“I know nothing about that,” said the goatherd; “my palate is sufficient evidence for me. Look where they come and lay their fish upon my embers. The very savour of their cooking tells me I can taste again. It is Jesus, sure enough!”

THE BORGIA DEATH

“This is the house, father,” muttered the Benedictine.

His companion, like himself, wore the black habit of the Order, and his cowl so shrouded his face that little of that was visible but a short white beard fringing a mouth and jaw of singular grimness.

The two stood before the door of a common dwelling situated in a block of buildings near the Ponte Sisto, and almost under the shadow of the Castle of the Capoferri. It was a June evening of the year 1504, and already the seven hills of Rome were like seven burning kilns. The heat radiated from them, even at midnight, would have sufficed a reasonable land for its summer.

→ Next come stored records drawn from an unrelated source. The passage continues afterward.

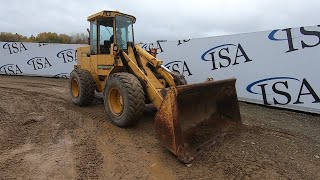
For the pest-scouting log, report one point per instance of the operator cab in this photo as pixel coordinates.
(110, 27)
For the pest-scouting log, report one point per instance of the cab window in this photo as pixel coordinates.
(106, 36)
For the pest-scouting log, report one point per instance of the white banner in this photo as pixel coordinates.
(276, 68)
(37, 59)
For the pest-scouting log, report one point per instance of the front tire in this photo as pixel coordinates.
(124, 99)
(81, 87)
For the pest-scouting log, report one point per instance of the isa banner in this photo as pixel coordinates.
(276, 68)
(37, 59)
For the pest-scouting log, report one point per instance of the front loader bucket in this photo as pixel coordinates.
(194, 116)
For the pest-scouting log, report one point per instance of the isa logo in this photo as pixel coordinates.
(287, 35)
(11, 69)
(14, 47)
(179, 66)
(67, 55)
(284, 90)
(226, 55)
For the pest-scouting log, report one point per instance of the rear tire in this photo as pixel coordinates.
(81, 87)
(124, 99)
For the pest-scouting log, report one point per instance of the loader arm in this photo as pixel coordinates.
(152, 92)
(149, 79)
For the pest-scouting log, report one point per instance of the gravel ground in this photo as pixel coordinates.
(44, 136)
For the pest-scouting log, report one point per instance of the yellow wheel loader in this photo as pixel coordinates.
(188, 118)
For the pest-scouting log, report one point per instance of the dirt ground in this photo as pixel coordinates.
(44, 136)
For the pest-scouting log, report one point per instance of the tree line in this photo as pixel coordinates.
(46, 37)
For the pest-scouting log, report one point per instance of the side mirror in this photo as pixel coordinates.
(114, 48)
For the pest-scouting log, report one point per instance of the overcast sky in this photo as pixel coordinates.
(161, 19)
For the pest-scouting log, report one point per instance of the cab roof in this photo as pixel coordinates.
(108, 14)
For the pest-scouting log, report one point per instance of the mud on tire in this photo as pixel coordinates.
(85, 86)
(133, 99)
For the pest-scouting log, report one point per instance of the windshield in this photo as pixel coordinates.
(124, 30)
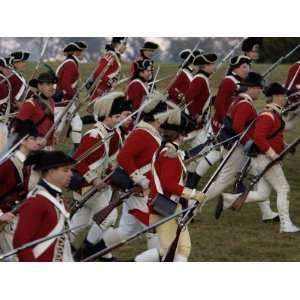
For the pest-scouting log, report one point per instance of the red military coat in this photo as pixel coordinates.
(268, 123)
(180, 85)
(88, 167)
(109, 66)
(170, 181)
(242, 112)
(14, 178)
(198, 94)
(139, 148)
(38, 216)
(136, 91)
(68, 75)
(227, 89)
(40, 112)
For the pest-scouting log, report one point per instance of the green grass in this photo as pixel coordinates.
(236, 236)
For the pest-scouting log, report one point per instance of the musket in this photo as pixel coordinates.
(7, 115)
(202, 146)
(146, 98)
(67, 108)
(41, 58)
(70, 114)
(239, 202)
(101, 215)
(279, 61)
(169, 255)
(11, 115)
(39, 241)
(13, 148)
(86, 197)
(135, 235)
(36, 67)
(229, 54)
(97, 145)
(160, 80)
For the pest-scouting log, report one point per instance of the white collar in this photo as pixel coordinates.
(246, 96)
(56, 188)
(146, 125)
(76, 58)
(20, 156)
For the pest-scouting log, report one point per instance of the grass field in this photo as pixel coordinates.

The door was opened to the low knock of the friar by a scared-looking young girl. She wore a simple dress of green frieze, the bodice of which, unlaced to the heat, had slipped about her shoulders. The light of the lamp she carried rounded upon her full lower lip, and gave a dusky mystery to her wide animal eyes. The older man, regarding the child a moment, raised his hand and fondled her chin and neck, deliberately, and like a privileged connoisseur.

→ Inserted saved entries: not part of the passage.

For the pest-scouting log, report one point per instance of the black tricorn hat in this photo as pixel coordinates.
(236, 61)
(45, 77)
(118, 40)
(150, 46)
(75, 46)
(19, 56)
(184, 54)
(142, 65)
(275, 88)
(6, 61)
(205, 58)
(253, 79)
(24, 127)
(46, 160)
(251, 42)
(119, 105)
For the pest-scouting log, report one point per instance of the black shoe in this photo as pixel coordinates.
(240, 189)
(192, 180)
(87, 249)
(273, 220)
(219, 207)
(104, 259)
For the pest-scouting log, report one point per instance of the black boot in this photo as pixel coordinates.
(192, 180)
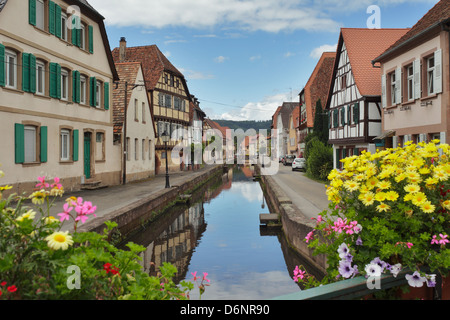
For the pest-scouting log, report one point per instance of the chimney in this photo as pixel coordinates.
(122, 49)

“Balatrone’s daughter?” he asked.

The girl answered “Yes” with a motion of her lips. Taking him for the prior of some great community, she never even thought of resenting his caress.

“It may count to thy father for a score of indulgences,” said the monk. “We shall see. Now take us to him.”

She went before, and they followed her into a little stifling chamber looking on a small courtyard where a scrap of fountain tinkled. Tiny as its voice was, it conveyed a thought of refreshment to the sick man who lay on a couch against the wall beside.